No final de sua fala emocionada, Shirley compartilhou que sofreu ameaças para não participar do julgamento, mas considerou que a sua experiência durante os primeiros dois anos da pandemia eram importantes demais para ficarem no desconhecimento.

Segundo os acusadores, a falta de elaboração de planos e programas, políticas efetivas de combate a população mais vulnerável e a adoção de políticas de austeridade impossibilitaram que pessoas em vulnerabilidade tivessem condições mínimas de sobrevivência durante a pandemia.

Os juristas defendem que houve um apagão de dados sobre a morte de negros causada pelo coronavírus. Em determinado momento, os laudos de mortes deixaram de constar o campo destinado à qualificação racial. À época, a cada uma pessoa branca vitimada, outras cinco negras morriam.

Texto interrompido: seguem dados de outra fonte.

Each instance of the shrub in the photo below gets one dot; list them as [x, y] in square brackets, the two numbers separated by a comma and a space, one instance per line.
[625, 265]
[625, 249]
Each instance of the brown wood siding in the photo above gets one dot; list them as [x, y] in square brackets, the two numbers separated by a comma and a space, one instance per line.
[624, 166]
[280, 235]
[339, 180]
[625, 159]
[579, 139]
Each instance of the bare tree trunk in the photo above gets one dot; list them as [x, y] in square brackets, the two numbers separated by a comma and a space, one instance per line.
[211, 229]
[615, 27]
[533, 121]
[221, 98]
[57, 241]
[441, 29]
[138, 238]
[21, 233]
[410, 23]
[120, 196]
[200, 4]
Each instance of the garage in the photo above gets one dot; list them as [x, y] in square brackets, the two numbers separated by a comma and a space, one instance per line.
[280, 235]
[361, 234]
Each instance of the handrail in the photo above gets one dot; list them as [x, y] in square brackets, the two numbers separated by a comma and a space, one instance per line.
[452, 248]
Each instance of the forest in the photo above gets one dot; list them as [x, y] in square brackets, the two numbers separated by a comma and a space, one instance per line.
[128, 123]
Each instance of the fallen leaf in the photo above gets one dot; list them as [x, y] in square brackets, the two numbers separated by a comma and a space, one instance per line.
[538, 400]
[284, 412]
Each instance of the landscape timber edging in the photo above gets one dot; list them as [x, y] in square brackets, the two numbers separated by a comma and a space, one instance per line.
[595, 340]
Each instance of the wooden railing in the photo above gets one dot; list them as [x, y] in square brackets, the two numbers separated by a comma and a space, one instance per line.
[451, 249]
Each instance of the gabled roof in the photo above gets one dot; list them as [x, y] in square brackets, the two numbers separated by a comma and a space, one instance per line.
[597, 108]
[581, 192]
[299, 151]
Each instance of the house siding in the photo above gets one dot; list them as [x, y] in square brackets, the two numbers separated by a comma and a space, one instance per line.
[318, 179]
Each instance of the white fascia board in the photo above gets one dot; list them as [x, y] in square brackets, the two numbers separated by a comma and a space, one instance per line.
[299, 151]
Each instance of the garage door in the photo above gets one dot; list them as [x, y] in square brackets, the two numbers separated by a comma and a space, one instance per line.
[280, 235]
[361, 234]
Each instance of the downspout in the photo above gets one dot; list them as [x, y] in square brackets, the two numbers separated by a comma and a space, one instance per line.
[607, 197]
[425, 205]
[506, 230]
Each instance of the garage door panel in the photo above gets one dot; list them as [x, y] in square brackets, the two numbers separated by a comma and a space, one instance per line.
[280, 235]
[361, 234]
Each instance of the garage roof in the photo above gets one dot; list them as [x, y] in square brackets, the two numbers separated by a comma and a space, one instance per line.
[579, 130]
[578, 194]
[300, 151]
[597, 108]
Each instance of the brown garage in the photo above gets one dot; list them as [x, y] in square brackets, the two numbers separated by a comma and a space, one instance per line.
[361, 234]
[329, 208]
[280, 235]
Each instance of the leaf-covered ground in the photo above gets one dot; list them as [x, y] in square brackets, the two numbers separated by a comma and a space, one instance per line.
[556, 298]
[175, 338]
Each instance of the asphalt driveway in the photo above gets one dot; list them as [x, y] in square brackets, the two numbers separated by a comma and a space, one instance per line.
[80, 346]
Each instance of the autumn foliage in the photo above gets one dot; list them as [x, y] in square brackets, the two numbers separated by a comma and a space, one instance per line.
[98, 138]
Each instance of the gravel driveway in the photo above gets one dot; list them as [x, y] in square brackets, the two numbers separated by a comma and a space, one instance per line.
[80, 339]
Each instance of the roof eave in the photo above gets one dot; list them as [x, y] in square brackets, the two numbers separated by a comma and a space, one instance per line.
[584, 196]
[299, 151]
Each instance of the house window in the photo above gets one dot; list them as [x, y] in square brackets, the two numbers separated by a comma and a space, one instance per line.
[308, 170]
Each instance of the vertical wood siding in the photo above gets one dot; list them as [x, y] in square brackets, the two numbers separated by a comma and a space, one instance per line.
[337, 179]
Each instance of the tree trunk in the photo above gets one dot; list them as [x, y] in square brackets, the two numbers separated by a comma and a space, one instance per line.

Nas alegações finais, os acusadores declaram que todos os elementos que caracterizam o tipo penal de genocídio estão presentes nas ações do governo federal, cuja intenção foi dizimar os povos originários. A pandemia foi usada como ferramenta de uma política maior, anti-indigenista, que esmaece as estrituras de cuidado e busca retomar os territórios para entrega ao agronegócio.

“Parte da comprovação de que está em curso no Brasil de política anti-indígena se espraia não só por discursos do presidente, mas também por atos normativos e omissões que, analisados conjuntamente, mostram uma clara intenção de eliminar os povos indígenas no Brasil. Ela tem como parte central a fragilidade dos territórios indígenas, assim como seus corpos e cultura”, declarou Maurício Terena.

Com a palavra, o governo federal

Apesar das diversas notificações oficiais, o governo brasileiro não enviou nenhum representante para defesa perante o tribunal.

Questionada quanto ao não comparecimento no evento, a Advocacia Geral da União (AGU) informou que “não existe Tribunal Permanente dos Povos no sentido jurídico do tema, muito menos ao qual o Brasil tenha aderido por meio de tratado internacional” e que, “sendo assim, não há atuação da AGU”.

Em nota, o Itamaraty afirmou que “o Tribunal Permanente dos Povos (TPP) constitui iniciativa criada pela sociedade civil. Seu exercício não se confunde com atuação de tribunais internacionais, constituídos pelos Estados, perante os quais o Itamaraty tem competência para representar a União”.

“Por esse motivo, não seria atribuição deste Ministério enviar representante a evento dessa natureza, particularmente quando realizado em território nacional”, completou o Ministério.

Como um ato simbólico, a cadeira onde deveria se sentar o representante do governo Bolsonaro ficou vazia. Nas palavras de Gianni Tognoni, secretário-geral do TPP, “não era nenhuma surpresa que essa cadeira esteja vergonhosamente vazia”.